Terceira fase da Operação Mounjaro apura comércio fora de farmácias licenciadas e em desacordo com normas da Anvisa, com alerta para riscos à saúde.

26/05/2026 às 07:45 por Redação Plox

Policiais civis da Delegacia do Consumidor do Rio de Janeiro deflagraram, nesta terça-feira (26), a terceira fase da Operação Mounjaro, voltada ao combate à venda ilegal de canetas emagrecedoras de procedência desconhecida.

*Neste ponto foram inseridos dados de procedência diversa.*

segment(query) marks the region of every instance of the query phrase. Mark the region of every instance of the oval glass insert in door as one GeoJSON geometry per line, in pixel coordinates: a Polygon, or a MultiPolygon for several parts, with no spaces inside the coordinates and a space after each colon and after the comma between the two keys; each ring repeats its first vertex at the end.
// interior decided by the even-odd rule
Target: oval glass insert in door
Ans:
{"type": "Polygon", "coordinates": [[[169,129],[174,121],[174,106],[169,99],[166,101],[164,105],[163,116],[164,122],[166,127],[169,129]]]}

A investigação apura a comercialização dos produtos fora de farmácias e drogarias licenciadas, inclusive por meio de redes sociais.

A Justiça expediu 29 mandados de busca e apreensão. Segundo a Polícia Civil, a operação alcança 24 endereços no Rio de Janeiro e outros quatro em São Paulo, Minas Gerais, Ceará e no Distrito Federal. A apuração começou em maio de 2025, após uma denúncia encaminhada à Decon.


Anvisa anuncia medidas para aumentar fiscalização da importação e manipulação de canetas emagrecedoras

Anvisa anuncia medidas para aumentar fiscalização da importação e manipulação de canetas emagrecedoras

Foto: Jornal Nacional/ Reprodução


Produtos sem origem conhecida preocupam autoridades

De acordo com a investigação, os medicamentos eram vendidos em desacordo com normas da Agência Nacional de Vigilância Sanitária. A polícia afirma que os produtos apreendidos tinham procedência desconhecida e poderiam representar risco à saúde dos consumidores.

Entre os perigos apontados pelos investigadores estão a aplicação de substâncias diferentes das anunciadas, contaminação bacteriológica, quebra da cadeia de refrigeração necessária para conservação e uso de dosagens inadequadas sem acompanhamento médico. A Decon também citou um caso em apuração no qual uma pessoa não diabética teria aplicado dose elevada de insulina acreditando se tratar de medicamento para emagrecimento e apresentou hipoglicemia.

Anvisa já havia reforçado alerta

A Anvisa tem ampliado alertas sobre a venda e o uso irregular de medicamentos injetáveis usados para emagrecimento, como substâncias à base de tirzepatida e semaglutida. A agência já informou que produtos sem registro, procedência ou garantia de qualidade não devem ser usados em nenhuma hipótese e que esses medicamentos exigem indicação e acompanhamento profissional.

O órgão também associou o uso indevido dessas substâncias ao risco de eventos adversos graves, incluindo pancreatite aguda. Em maio, a Anvisa e a Polícia Federal anunciaram ações conjuntas para intensificar o combate ao comércio ilegal de medicamentos emagrecedores, especialmente em plataformas digitais.

Fases anteriores tiveram prisões

Na segunda fase da Operação Mounjaro, realizada em abril, agentes da Decon prenderam em flagrante um casal suspeito de vender canetas emagrecedoras sem autorização da Anvisa. Conforme a polícia, durante o cumprimento dos mandados no Rio e em São João de Meriti, os investigados tentaram esconder caixas de medicamentos jogando os produtos pelo telhado do imóvel.

A primeira fase ocorreu em junho de 2025 e investigou a importação clandestina de medicamentos controlados para emagrecimento. Na ocasião, mandados foram cumpridos em Jacarepaguá e na Barra da Tijuca, na Zona Oeste do Rio. A nova etapa busca reunir provas sobre a rede de venda, a origem dos produtos e a participação de pessoas residentes em outros estados.